È in questo modo che si deve tornare a dialogare?

«Pochi di noi sono abilitati a questo arduo esercizio. Il dialogo è consuetudine di dibattiti pacati e prolungati, finalizzati non alla resa incondizionata degli altri, ma alla crescita di tutti gli interlocutori. Presuppone chiarezza di intelletto, bontà, sincerità, fiducia».

Oggi, però, il dialogo deve fare i conti con problemi nuovi, più complessi: la violenza da fronteggiare, l'identità che non può essere calpestata... Quale testimonianza?

«Nella mia camera più intima ho appeso le fotografie dei sette monaci di Tibhirine, i trappisti rapiti e trovati sgozzati il 30 maggio 1996, sepolti nel giardino del monastero, là dove avevano piantato semi di fede, di speranza e di amore.

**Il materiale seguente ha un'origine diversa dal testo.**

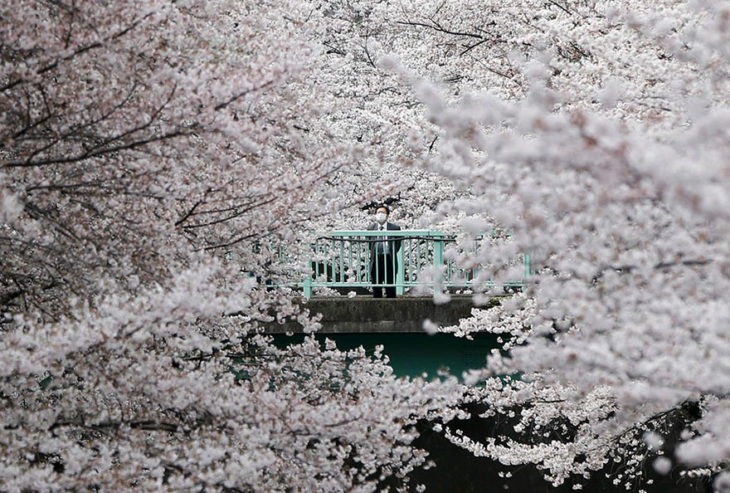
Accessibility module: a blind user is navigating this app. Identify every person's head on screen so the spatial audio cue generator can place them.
[375,205,390,224]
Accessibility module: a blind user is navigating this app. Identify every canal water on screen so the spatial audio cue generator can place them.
[274,333,500,379]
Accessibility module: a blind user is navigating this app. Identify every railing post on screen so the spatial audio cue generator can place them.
[302,260,314,299]
[433,234,444,293]
[395,236,406,295]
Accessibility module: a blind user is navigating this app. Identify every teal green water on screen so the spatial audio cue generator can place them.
[274,333,499,378]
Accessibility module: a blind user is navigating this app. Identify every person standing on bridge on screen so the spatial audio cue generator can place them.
[368,205,402,298]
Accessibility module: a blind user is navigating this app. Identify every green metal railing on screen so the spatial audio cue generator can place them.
[301,230,532,298]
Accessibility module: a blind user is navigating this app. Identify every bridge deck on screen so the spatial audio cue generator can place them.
[266,295,499,334]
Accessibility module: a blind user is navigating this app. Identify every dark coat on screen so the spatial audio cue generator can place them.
[368,222,403,266]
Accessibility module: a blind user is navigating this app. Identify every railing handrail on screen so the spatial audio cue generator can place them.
[301,229,531,297]
[318,229,454,239]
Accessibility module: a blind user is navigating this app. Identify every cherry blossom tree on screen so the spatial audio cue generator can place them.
[0,0,459,491]
[352,1,730,490]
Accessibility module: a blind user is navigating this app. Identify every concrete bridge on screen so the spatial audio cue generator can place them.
[265,294,500,334]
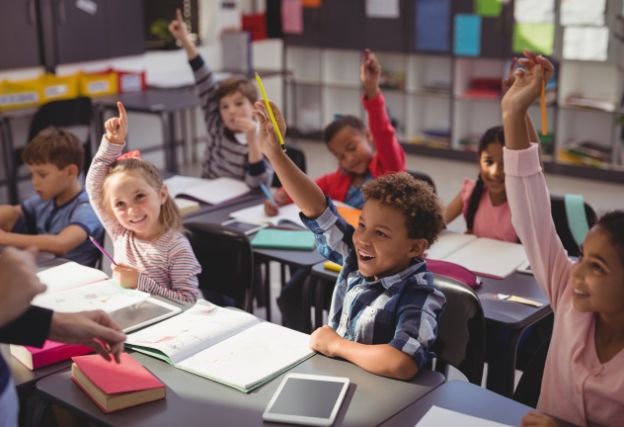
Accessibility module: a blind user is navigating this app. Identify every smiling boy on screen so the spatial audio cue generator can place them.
[256,103,445,379]
[0,128,104,266]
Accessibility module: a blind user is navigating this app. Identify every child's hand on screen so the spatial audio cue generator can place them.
[520,411,559,427]
[501,50,553,113]
[310,325,343,357]
[104,102,128,145]
[360,49,381,99]
[254,101,286,157]
[112,264,141,289]
[169,9,190,43]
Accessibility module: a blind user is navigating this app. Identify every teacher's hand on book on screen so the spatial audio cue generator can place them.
[49,310,126,363]
[0,248,46,326]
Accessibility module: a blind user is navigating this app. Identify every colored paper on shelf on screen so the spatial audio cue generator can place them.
[366,0,399,19]
[475,0,503,17]
[415,0,451,52]
[454,13,481,56]
[514,0,555,23]
[559,0,606,26]
[563,27,609,61]
[301,0,321,7]
[512,23,555,55]
[282,0,303,34]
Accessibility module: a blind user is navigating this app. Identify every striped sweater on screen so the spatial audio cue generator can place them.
[189,55,273,188]
[86,138,201,302]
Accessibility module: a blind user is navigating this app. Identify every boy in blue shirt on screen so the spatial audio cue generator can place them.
[0,128,104,266]
[256,103,445,379]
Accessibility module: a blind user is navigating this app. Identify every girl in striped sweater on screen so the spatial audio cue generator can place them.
[86,102,201,302]
[169,9,273,188]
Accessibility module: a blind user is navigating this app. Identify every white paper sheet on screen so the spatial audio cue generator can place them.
[415,405,510,427]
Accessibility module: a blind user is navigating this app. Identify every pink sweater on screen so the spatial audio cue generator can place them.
[504,144,624,426]
[86,138,201,302]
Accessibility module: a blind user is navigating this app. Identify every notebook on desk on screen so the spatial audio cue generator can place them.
[425,231,527,279]
[165,175,249,205]
[126,300,314,393]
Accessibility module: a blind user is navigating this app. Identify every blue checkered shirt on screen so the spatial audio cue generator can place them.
[301,199,446,368]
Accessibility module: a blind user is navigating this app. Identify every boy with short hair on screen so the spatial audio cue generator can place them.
[0,127,104,266]
[169,9,273,188]
[256,103,445,379]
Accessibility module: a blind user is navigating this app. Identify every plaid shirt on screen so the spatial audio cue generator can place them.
[301,199,445,368]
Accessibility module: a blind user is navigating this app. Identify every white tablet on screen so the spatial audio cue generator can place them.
[262,373,349,426]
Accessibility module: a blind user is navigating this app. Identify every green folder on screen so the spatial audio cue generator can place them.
[251,228,314,251]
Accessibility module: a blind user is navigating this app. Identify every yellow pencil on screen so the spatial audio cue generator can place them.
[256,73,286,151]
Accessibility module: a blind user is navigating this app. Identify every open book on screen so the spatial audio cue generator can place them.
[230,203,305,228]
[425,231,528,279]
[32,261,182,332]
[165,175,249,205]
[126,300,314,393]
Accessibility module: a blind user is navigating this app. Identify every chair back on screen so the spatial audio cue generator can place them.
[433,274,485,385]
[185,222,253,312]
[406,171,437,194]
[271,144,307,188]
[550,194,597,256]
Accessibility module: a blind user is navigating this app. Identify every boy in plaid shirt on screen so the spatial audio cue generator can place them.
[256,103,445,379]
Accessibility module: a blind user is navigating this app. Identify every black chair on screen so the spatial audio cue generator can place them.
[433,275,485,385]
[271,144,307,188]
[407,171,437,194]
[185,222,253,313]
[5,96,93,204]
[550,194,597,256]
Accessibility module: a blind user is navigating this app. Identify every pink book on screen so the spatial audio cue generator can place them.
[10,340,93,371]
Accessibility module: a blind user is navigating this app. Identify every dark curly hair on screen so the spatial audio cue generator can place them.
[362,172,444,246]
[596,210,624,264]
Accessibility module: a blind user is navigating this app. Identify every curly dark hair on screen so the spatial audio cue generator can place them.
[362,172,444,246]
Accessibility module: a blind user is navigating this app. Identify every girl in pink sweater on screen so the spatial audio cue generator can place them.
[501,52,624,426]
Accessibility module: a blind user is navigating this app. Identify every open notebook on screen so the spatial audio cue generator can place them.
[32,261,182,332]
[165,175,249,205]
[126,300,314,393]
[425,231,528,279]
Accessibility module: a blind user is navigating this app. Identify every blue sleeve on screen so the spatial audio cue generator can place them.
[299,197,354,264]
[67,201,104,238]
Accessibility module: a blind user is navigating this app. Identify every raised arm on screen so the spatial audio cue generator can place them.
[360,49,405,172]
[255,102,327,218]
[86,102,128,237]
[169,9,198,60]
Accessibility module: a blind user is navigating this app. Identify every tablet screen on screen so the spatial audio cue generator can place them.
[264,374,348,425]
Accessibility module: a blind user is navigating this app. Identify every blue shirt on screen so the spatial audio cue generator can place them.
[13,189,104,266]
[301,199,446,368]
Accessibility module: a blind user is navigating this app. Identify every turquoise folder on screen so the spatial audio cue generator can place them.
[251,228,314,251]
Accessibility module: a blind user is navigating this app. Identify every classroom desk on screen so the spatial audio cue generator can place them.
[37,353,444,427]
[381,381,572,427]
[184,192,323,321]
[94,89,199,173]
[303,263,552,397]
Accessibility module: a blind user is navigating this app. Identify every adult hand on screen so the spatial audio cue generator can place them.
[0,248,46,326]
[50,310,126,363]
[104,101,128,145]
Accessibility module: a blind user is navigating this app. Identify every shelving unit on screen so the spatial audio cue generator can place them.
[284,0,624,182]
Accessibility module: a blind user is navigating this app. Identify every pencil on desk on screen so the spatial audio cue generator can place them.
[256,73,286,151]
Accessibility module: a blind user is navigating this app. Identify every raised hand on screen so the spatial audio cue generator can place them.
[104,102,128,145]
[254,101,286,158]
[360,49,381,99]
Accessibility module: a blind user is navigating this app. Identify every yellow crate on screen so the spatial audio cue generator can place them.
[78,71,118,96]
[40,74,78,103]
[0,78,41,111]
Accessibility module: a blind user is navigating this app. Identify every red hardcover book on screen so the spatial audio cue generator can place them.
[71,353,166,413]
[10,340,93,371]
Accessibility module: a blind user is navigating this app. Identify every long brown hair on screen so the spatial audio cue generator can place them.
[104,158,182,231]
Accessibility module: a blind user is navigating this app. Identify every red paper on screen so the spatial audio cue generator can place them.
[72,353,164,394]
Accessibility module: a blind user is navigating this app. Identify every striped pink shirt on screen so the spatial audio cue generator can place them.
[86,138,201,302]
[503,144,624,426]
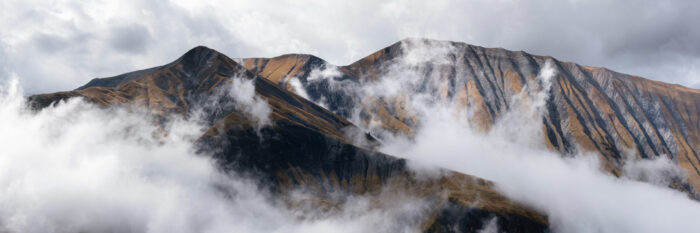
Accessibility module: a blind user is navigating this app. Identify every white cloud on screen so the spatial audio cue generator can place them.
[0,0,700,93]
[0,80,429,233]
[228,77,272,127]
[314,41,700,232]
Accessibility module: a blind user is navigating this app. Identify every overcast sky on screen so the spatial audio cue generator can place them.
[0,0,700,93]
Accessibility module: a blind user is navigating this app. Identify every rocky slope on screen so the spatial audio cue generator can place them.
[239,39,700,193]
[29,47,548,232]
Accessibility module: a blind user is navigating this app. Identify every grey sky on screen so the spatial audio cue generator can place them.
[0,0,700,93]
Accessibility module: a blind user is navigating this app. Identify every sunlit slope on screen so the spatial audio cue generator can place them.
[30,47,548,232]
[241,39,700,190]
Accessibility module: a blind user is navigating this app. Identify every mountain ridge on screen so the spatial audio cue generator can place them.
[29,44,548,232]
[241,39,700,195]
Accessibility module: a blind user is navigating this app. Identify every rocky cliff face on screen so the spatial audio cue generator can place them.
[29,44,548,232]
[240,39,700,193]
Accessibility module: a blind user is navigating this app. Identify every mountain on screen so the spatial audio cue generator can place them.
[29,46,548,232]
[239,39,700,195]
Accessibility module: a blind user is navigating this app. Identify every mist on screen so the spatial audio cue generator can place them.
[296,40,700,232]
[0,79,424,232]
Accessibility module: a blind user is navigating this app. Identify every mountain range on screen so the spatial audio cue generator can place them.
[29,39,700,232]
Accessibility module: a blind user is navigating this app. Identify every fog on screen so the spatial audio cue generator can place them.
[296,40,700,232]
[0,79,424,232]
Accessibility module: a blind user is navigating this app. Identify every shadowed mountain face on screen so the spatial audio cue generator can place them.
[240,39,700,193]
[29,47,548,232]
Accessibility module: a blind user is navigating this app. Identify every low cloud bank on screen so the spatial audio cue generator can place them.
[0,78,422,233]
[296,40,700,232]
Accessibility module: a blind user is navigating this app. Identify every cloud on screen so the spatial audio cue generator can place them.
[0,0,700,93]
[227,77,272,127]
[300,40,700,232]
[0,79,429,233]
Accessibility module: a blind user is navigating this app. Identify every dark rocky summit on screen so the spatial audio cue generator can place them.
[241,39,700,194]
[29,42,548,232]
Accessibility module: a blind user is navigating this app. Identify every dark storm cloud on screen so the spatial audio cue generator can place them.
[0,0,700,93]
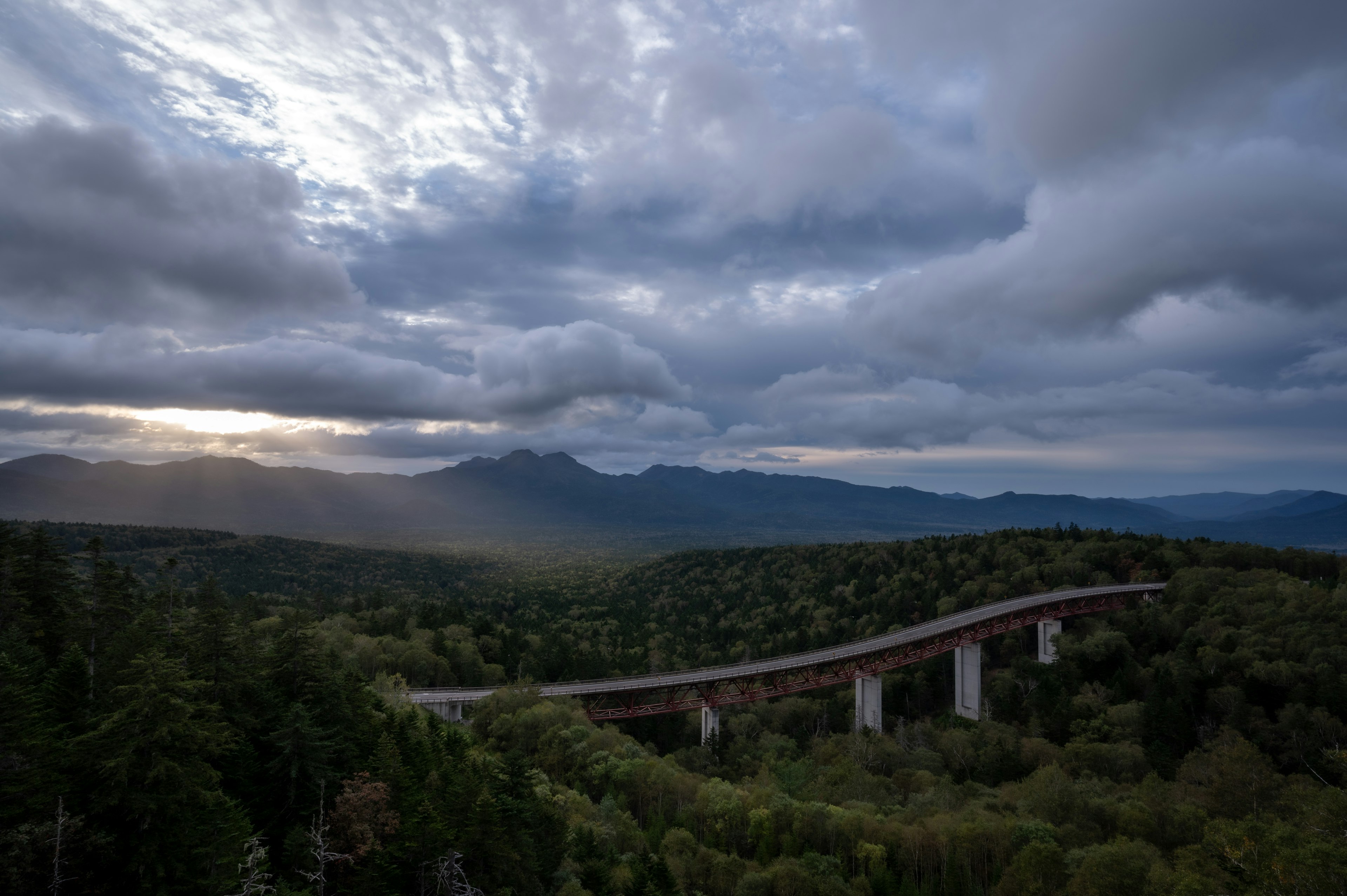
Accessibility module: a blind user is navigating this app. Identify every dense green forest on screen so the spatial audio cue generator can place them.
[0,524,1347,896]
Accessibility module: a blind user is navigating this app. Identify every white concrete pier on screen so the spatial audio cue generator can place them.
[954,643,982,721]
[1034,620,1061,663]
[702,706,721,744]
[855,675,884,732]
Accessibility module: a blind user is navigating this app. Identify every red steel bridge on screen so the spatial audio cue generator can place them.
[408,582,1165,732]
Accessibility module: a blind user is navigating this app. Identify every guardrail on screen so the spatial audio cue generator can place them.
[407,582,1165,721]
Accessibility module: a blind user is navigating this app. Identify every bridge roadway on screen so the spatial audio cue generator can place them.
[408,582,1165,721]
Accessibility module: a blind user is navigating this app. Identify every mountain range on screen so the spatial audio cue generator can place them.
[0,450,1347,547]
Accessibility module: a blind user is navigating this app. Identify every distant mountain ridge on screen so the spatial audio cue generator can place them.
[0,450,1347,547]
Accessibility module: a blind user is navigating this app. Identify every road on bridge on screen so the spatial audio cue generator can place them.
[408,582,1165,725]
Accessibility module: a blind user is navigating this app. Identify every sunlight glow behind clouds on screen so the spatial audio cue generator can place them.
[0,0,1347,493]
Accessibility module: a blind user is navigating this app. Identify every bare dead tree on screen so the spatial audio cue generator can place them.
[163,557,178,645]
[299,781,350,896]
[48,796,74,896]
[435,850,482,896]
[230,837,276,896]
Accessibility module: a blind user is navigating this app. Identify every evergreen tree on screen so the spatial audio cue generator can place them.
[75,649,248,893]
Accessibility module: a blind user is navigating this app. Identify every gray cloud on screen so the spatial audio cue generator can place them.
[851,140,1347,369]
[858,0,1347,171]
[0,119,358,326]
[759,366,1347,449]
[0,321,688,420]
[0,0,1347,491]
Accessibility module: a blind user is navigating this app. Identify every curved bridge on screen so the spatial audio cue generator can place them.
[408,582,1165,732]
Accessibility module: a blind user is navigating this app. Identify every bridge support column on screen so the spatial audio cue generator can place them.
[702,706,721,744]
[855,675,884,732]
[1034,620,1061,663]
[954,643,982,721]
[422,701,463,722]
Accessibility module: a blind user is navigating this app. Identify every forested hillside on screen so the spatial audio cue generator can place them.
[0,525,1347,896]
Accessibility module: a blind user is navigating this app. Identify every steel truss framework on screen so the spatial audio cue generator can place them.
[582,593,1149,721]
[409,582,1165,721]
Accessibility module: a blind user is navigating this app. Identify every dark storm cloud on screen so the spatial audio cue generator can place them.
[858,0,1347,171]
[850,0,1347,375]
[0,119,358,326]
[0,0,1347,488]
[851,140,1347,369]
[0,321,688,420]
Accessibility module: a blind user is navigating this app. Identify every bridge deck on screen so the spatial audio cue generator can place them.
[408,582,1165,718]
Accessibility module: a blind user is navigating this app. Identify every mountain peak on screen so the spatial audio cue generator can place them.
[0,454,93,481]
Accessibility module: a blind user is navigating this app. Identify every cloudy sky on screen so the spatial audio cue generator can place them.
[0,0,1347,496]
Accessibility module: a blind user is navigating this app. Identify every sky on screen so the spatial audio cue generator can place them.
[0,0,1347,497]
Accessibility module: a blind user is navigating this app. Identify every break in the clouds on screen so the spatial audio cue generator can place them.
[0,0,1347,493]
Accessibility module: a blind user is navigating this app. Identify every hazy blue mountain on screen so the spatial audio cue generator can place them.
[1226,492,1347,523]
[1129,489,1313,520]
[0,450,1347,546]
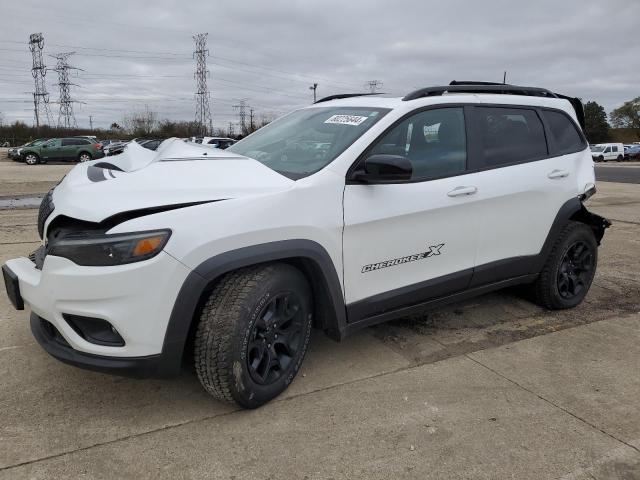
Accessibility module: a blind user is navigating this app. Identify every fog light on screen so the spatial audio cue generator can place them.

Sette martiri, testimoni di amore al Dio dell'alleanza e all'alleanza da lui stabilita con l'umanità. Li guardo e penso che si può credere che l'amore è più forte dell'odio, la vita più forte della morte. E penso che ciò che è impossibile agli uomini è possibile a Dio...».

Nessun rimpianto o delusione?

«Anche quelli. Ieri come oggi. Ma quando accade, rammento le estreme parole di papa Giovanni: "Abbiamo molti amici, ne avremo anche di più". Parole che infondono coraggio a procedere con fiducia, in comunione, disposti anche al martirio della pazienza...».